The Cleveland Agreement (Clevelandská dohoda; Clevelandská dohoda) was an agreement signed by representatives of the Czech and Slovak people on 22 October 1915, at the Bohemian National Hall in Cleveland, Ohio. Its purpose was to show commitment to the fight for the self-determination of both Slavic nations in an independent federation, envisioned by Tomáš Masaryk, the founding father of Czechoslovakia.

== History ==
After several months of negotiations, the Cleveland Agreement was signed on 22 and 23 October 1915, in Cleveland's Bohemian National Hall, 4939 Broadway Ave. Signatories included representatives of the Slovak League, Ivan Daxner and Albert Pavol Mamatey, and the Czech National Association, Ludvík Fisher and Josef Tvrzický-Kramer. Mamatey was elected as Chairman, Emanuel Voska as Vice-Chairman, Štefan Osuský as Slovak Secretary, and J. Martínek as a Czech one. The agreement was about the conditions of Czech and Slovak cooperation and declared a common program with five points. Representatives of Slovaks participated on the condition that the future state will be a federation.
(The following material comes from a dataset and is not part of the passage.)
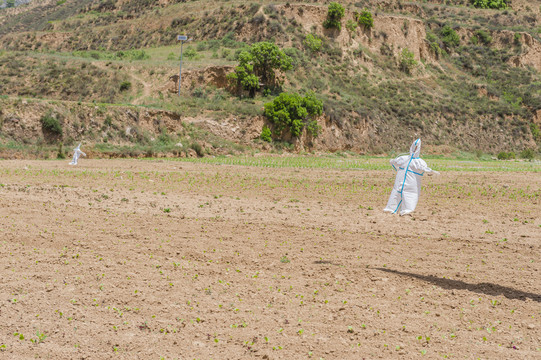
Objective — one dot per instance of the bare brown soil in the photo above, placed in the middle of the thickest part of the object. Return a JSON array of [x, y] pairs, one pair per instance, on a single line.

In May 1918, it was replaced by the Pittsburgh Agreement.

== Agreement ==
The terms of the agreement were as follows:
1. Independence of Czech and Slovak lands.
2. Unification of Czech and Slovak Nations in federal union with national autonomy of Slovak people, with independent legislative, administration, cultural freedom including use of Slovak language, financial and political autonomy.
3. Free elections
4. Democratic government
5. This agreement can be amended only with the consent of both parties.